# [SOLVED] Windows XP - Bootmgr is missing.



## huggies12345 (Oct 12, 2008)

Hi,

I have a Acer Aspire One with no operating system on it at all.

It has a 7GB HDD (Yes, 7GB!!!).

It also has no CD drive.

I can install Windows 7 on this via USB no problem but it takes up most of the HDD space.

So, i got all of the Windows XP home edition files and put them all onto a USB for boot.
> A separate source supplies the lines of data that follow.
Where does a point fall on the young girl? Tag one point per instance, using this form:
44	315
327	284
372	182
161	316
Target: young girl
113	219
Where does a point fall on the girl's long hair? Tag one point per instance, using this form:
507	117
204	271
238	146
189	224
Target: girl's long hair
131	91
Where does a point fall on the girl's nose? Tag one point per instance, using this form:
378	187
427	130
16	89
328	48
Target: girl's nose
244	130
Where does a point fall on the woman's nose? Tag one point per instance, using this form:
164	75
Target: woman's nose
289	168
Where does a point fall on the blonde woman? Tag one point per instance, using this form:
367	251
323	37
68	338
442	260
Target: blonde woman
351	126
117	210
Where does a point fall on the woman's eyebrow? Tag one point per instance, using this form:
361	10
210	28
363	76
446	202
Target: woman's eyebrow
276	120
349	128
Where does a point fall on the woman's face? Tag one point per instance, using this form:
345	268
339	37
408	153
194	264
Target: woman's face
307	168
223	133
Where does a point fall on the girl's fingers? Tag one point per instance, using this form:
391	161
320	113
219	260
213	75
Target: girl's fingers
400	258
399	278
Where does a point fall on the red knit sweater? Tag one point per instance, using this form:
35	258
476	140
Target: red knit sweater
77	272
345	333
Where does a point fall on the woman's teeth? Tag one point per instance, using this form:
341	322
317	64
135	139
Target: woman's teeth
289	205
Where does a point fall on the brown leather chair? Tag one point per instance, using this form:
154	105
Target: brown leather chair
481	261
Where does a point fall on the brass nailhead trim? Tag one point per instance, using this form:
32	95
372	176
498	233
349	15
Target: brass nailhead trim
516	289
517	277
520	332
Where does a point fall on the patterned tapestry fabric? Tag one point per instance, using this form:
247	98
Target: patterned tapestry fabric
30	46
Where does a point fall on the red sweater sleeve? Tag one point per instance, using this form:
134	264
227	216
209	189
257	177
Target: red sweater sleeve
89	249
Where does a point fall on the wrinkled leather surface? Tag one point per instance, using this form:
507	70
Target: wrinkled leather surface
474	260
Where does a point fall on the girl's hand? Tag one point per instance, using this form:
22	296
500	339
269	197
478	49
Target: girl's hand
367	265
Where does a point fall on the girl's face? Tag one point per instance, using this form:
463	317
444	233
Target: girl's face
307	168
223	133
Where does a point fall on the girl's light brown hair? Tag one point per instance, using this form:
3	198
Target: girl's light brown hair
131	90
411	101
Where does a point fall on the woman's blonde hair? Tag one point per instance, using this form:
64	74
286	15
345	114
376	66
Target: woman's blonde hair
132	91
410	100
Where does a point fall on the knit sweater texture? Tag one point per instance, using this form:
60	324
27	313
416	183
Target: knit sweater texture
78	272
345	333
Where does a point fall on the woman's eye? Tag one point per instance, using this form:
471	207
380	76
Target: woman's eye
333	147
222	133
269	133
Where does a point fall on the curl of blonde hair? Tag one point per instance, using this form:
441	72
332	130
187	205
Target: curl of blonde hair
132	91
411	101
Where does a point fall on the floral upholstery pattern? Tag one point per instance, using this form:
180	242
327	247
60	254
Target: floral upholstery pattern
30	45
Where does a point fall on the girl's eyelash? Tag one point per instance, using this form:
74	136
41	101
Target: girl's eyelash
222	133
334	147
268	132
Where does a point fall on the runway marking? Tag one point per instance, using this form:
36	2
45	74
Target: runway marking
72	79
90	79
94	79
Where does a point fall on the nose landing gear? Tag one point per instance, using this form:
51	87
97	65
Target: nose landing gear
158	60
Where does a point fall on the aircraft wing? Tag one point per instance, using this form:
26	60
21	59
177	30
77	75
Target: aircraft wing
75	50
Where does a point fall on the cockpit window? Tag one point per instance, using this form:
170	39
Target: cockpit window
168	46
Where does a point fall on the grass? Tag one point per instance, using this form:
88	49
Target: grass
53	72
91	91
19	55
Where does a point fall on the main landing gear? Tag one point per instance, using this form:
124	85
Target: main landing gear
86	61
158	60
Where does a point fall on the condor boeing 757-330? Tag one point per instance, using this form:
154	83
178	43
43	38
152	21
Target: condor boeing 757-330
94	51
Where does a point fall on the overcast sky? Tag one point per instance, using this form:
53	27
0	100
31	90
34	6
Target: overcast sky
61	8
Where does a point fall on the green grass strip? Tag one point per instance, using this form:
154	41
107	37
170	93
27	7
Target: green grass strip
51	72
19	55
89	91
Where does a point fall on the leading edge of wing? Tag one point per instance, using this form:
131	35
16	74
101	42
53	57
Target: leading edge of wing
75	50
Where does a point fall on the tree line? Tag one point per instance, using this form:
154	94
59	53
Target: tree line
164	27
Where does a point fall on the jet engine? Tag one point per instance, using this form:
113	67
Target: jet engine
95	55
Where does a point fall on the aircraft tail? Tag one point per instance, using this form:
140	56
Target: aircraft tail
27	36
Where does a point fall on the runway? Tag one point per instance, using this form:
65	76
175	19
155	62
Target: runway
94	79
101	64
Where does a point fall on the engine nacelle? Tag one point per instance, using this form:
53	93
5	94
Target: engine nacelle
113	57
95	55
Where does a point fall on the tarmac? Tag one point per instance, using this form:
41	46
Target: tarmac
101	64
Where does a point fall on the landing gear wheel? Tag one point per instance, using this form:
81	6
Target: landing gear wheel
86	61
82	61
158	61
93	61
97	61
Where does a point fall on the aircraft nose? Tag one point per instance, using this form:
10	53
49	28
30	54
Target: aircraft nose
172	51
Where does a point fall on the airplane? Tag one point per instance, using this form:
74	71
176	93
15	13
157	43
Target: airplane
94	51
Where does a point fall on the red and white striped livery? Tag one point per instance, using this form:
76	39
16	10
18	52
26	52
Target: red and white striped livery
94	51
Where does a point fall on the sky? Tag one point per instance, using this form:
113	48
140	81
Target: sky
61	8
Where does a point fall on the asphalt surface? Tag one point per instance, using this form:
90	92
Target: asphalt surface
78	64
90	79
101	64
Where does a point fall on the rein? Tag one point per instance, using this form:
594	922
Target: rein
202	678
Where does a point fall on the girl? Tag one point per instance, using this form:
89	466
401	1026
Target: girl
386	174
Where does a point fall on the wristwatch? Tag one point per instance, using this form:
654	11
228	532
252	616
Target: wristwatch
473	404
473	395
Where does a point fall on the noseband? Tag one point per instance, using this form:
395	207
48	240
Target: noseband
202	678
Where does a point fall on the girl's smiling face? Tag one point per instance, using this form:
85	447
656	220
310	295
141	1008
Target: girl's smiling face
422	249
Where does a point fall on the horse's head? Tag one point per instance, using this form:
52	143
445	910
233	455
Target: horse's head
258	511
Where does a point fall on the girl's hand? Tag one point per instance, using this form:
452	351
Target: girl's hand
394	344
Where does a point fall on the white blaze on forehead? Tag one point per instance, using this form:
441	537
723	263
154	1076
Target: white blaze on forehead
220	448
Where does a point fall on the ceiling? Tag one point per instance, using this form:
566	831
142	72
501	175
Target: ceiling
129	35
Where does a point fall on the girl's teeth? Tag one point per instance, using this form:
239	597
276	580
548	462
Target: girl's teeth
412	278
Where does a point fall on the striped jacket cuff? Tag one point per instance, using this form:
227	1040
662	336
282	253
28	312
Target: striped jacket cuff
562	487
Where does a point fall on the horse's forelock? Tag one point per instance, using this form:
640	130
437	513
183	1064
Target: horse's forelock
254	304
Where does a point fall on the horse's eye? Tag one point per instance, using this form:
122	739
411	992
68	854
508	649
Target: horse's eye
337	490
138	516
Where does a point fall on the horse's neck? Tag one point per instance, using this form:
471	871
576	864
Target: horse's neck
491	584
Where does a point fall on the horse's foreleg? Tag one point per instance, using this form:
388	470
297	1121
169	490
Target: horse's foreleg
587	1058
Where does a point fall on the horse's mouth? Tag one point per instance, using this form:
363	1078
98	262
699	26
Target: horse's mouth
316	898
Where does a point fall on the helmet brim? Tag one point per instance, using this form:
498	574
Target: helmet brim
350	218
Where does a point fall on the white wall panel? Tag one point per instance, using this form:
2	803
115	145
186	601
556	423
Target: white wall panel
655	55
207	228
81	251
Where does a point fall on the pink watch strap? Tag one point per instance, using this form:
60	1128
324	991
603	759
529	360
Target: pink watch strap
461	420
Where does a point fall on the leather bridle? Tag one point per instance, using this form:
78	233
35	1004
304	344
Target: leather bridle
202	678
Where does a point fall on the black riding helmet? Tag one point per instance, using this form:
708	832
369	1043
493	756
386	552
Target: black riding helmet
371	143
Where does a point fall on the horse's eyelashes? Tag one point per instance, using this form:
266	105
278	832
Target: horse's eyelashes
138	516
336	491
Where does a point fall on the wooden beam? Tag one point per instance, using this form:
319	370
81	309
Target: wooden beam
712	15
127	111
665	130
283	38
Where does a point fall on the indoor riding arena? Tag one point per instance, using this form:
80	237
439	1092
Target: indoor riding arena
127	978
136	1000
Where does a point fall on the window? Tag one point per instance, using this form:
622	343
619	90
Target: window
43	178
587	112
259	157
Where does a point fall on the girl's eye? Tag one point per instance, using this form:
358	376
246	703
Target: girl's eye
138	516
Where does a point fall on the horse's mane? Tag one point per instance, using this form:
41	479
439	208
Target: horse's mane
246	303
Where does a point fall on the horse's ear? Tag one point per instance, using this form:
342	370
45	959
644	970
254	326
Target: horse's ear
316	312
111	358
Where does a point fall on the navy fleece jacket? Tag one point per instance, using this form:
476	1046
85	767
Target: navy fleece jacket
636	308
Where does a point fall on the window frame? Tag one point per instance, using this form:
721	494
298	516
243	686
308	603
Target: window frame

But now all i get is bootmgr is missing.

I have looked online and people are saying that i should insert the Windows repair disk, but i don't have it and even if i did i wouldn't be able to use it becuase the notebook has no CD drive.

Can anyone help me with installing XP on this machine via USB??


----------



## Vick42 (Apr 4, 2012)

*Re: Windows XP - Bootmgr is missing.*

See if this helps: Install Windows XP From USB Flash Drive


----------



## huggies12345 (Oct 12, 2008)

*Re: Windows XP - Bootmgr is missing.*

I have actually solved this problem.

Here is what i used in case anyone else needs it:

Install Windows XP using USB Flash Disk/ Flash Drive - Step by Step Guide

It worked great.

Thanks for the help anyway.


----------